Incidentally this also reminds me of political or religious stances against technology, like the Amish take for example, as the kind of ignorance of and dependence on processes out of our control discussed seem to be inherent qualities of technological systems as they grow and become more complex.

Of the top of my head? Most of them. Did you need me to understand some level in particular? I can dedicate time to that if you like. My experience and education will make that a very simple task.

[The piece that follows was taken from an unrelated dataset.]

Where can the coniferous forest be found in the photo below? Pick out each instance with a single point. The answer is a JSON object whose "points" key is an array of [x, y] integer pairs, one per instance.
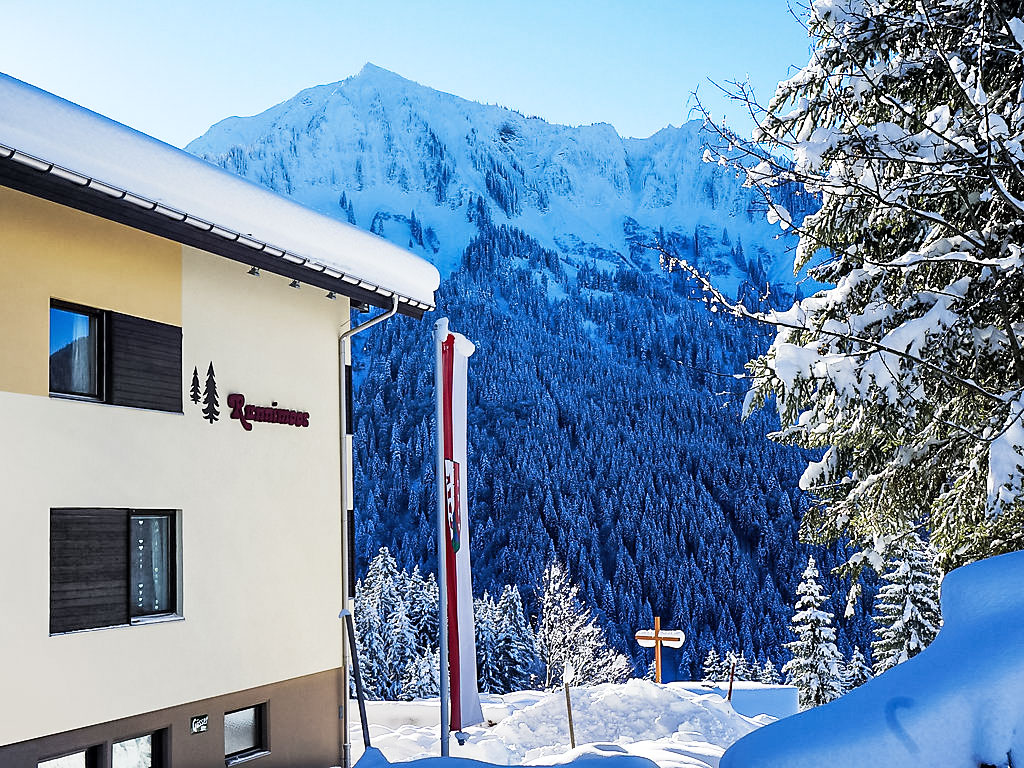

The better question is.. is there any _advantage_ to understanding "all the levels?" If not, then what outcome did you actually expect? A lot of this work is done in exchange for money and not out personal pride or desirous craftsmanship.

You can try to be the "Wizard of Oz" if you want. The problem is anyone can do that job. It's not particularly interesting is it?

To a reasonable degree, yes, I can. I am also probably an outlier, and the product of various careers, with a small dose of autism sprinkled in. My first career was as a Submarine Nuclear Electronics Technician / Reactor Operator in the U.S. Navy. As part of that training curriculum, I was taught electronics theory, troubleshooting, and repair, which begins with "these are electrons" and ends with "you can now troubleshoot a VMEbus [0] Motorola 68000-based system down to the component level." I also later went back to teach at that school, and rewrote the 68000 training curriculum to use the Intel 386 (progress, eh?).

Additionally, all submariners are required to undergo an oral board before being qualified, and analogous questions like that are extremely common, e.g. "I am a drop of seawater. How do I turn the light on in your rack?" To answer that question, you end up drawing (from memory) an enormous amount of systems and connecting them together, replete with the correct valve numbers and electrical buses, as well as explaining how all of them work, and going down various rabbit holes as the board members see fit, like the throttling characteristics of a gate valve (sub-optimal). If it's written down somewhere, or can be derived, it's fair game. And like TFA's discussion about Brendan Gregg's practice of finding someone's knowledge limit, the board members will not stop until they find something you don't know - at which point you are required to find it out, and get back to them.

When I got into tech, I applied this same mindset. If I don't know something, I find out. I read docs, I read man pages, I test assumptions, I tinker, I experiment. This has served me well over the years, with seemingly random knowledge surfacing during an incident, or when troubleshooting. I usually don't remember all of it, but I remember enough to find the source docs again and refresh my memory.

0: https://en.wikipedia.org/wiki/VMEbus

But I understand how my code works. There's a huge difference between not understanding the layer below and not understanding the layer that I am responsible for.